Page MenuHomeFreeBSD

If reading the routing table fails, retry up to 10 times
AcceptedPublic

Authored by allanjude on May 19 2018, 3:25 PM.

Details

Summary

To read the routing table, we call sysctl() with a NULL pointer to get the size of the result (needed), then allocate a buffer that large, and then call sysctl() for real.

However, if you are operating a large router, like a BGP full feed, your routing table is changing constantly, and the routing table may grow by one or more entries between the estimate, and the actual read.
Currently, this results in the confusing error message:

# netstat -rnf inet
Routing tables
netstat: sysctl: net.route.0.2.dump.0: Cannot allocate memory

On a router with 12GB of free memory. Memory allocation did not fail, rather the buffer we passed to sysctl() was insufficient because some additional routes were added in the mean time.

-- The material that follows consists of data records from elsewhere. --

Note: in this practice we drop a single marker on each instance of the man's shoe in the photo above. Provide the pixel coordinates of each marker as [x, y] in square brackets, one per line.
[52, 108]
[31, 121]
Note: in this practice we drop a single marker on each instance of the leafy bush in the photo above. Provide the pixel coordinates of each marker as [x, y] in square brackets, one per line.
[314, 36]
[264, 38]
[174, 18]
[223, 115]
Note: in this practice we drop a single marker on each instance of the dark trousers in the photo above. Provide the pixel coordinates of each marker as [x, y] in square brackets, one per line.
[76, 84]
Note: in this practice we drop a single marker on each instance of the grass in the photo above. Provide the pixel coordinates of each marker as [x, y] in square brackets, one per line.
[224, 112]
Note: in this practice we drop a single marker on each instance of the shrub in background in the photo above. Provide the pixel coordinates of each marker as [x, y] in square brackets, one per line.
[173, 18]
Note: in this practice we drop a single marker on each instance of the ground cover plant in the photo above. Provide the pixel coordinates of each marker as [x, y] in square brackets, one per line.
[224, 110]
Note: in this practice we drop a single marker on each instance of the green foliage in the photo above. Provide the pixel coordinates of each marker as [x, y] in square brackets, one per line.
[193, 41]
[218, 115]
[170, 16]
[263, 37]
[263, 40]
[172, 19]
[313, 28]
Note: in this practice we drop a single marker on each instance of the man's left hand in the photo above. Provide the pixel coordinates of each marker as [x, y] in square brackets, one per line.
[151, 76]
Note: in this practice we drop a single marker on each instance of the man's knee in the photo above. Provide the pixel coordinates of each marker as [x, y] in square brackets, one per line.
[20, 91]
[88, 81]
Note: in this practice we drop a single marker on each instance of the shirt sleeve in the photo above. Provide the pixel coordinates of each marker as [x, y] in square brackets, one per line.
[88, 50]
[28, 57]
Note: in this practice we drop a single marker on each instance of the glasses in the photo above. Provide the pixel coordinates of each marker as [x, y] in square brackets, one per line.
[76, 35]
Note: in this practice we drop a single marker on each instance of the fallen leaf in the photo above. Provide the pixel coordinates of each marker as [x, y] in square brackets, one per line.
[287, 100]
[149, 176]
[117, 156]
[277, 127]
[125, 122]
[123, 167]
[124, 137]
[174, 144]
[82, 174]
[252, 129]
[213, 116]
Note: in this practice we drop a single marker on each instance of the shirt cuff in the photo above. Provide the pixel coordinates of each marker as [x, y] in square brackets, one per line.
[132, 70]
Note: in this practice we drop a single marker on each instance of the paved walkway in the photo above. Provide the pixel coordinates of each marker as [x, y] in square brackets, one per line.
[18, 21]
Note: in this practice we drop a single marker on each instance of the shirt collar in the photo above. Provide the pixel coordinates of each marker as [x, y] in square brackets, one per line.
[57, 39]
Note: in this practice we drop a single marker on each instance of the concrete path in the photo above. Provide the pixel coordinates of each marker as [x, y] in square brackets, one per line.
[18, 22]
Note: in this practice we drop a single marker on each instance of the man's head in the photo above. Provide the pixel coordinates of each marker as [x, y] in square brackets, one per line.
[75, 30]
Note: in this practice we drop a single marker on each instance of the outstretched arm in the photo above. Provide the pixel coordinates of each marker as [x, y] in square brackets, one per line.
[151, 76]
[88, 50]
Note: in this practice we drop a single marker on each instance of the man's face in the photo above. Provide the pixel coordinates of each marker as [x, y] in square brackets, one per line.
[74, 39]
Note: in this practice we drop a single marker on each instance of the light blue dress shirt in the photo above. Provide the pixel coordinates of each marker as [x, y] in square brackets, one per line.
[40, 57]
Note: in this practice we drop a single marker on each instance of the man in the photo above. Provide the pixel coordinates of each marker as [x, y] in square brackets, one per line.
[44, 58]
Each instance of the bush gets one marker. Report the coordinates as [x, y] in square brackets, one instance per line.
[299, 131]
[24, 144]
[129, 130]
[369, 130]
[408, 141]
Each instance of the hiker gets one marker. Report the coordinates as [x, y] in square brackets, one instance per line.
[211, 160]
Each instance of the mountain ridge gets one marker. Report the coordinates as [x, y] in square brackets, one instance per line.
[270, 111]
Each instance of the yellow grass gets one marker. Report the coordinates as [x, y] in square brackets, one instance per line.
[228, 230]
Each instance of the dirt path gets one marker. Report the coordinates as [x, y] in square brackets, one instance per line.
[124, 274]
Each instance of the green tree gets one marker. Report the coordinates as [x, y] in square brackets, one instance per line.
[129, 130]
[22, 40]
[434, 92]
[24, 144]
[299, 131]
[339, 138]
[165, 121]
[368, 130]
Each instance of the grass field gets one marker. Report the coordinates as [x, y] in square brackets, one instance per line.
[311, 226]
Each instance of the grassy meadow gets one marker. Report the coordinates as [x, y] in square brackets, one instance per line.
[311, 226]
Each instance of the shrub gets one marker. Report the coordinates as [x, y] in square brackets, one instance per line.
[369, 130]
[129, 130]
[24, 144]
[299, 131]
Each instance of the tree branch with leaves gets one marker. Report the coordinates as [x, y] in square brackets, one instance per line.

This patch will expand needed by 25% over the most recent estimate and try again, up to 10 times.

During convergence, when 100s of thousands of routes are being added rapidly, this can be the difference between being able to read the routing table, and not.

This patch was inspired by one Hiroki offered on the mailing list in 2014.
https://lists.freebsd.org/pipermail/freebsd-current/2014-February/thread.html#48412
That version of the patch only grew the buffer by 4kb, however the routing table in this case is over 180 MB, and the churn may be more than the ~16 additional routes that would fit in an extra 4kb of memory.

Test Plan

Tested on a live router with 3 full BGP feeds

# netstat -rnf inet|wc -l
netstat: sysctl: net.route.0.2.dump.0: routing table grew beyond estimated buffer size (188334440), retrying with larger buffer...
  692454

Diff Detail

Repository
rS FreeBSD src repository
Lint
Lint OK
Unit
No Unit Test Coverage
Build Status
Buildable 16700
Build 16594: arc lint + arc unit

Event Timeline

allanjude created this revision.May 19 2018, 3:25 PM
allanjude edited the summary of this revision. (Show Details)May 19 2018, 3:26 PM
allanjude edited the test plan for this revision. (Show Details)
allanjude edited the summary of this revision. (Show Details)
allanjude edited the test plan for this revision. (Show Details)
allanjude updated this revision to Diff 42737.May 19 2018, 4:19 PM

After discussion with rgrimes, round needed up to the nearest full PAGE_SIZE

This should eliminate the need to retry in the common case where the number of routes has increased by only a single digit

Make the expansion facter larger, to try to deal with the 'BGP feed flap' case

allanjude edited the summary of this revision. (Show Details)May 19 2018, 4:20 PM
melifaro added inline comments.
usr.bin/netstat/route.c
317

What is the reason of using 1.25 and not, say, 2?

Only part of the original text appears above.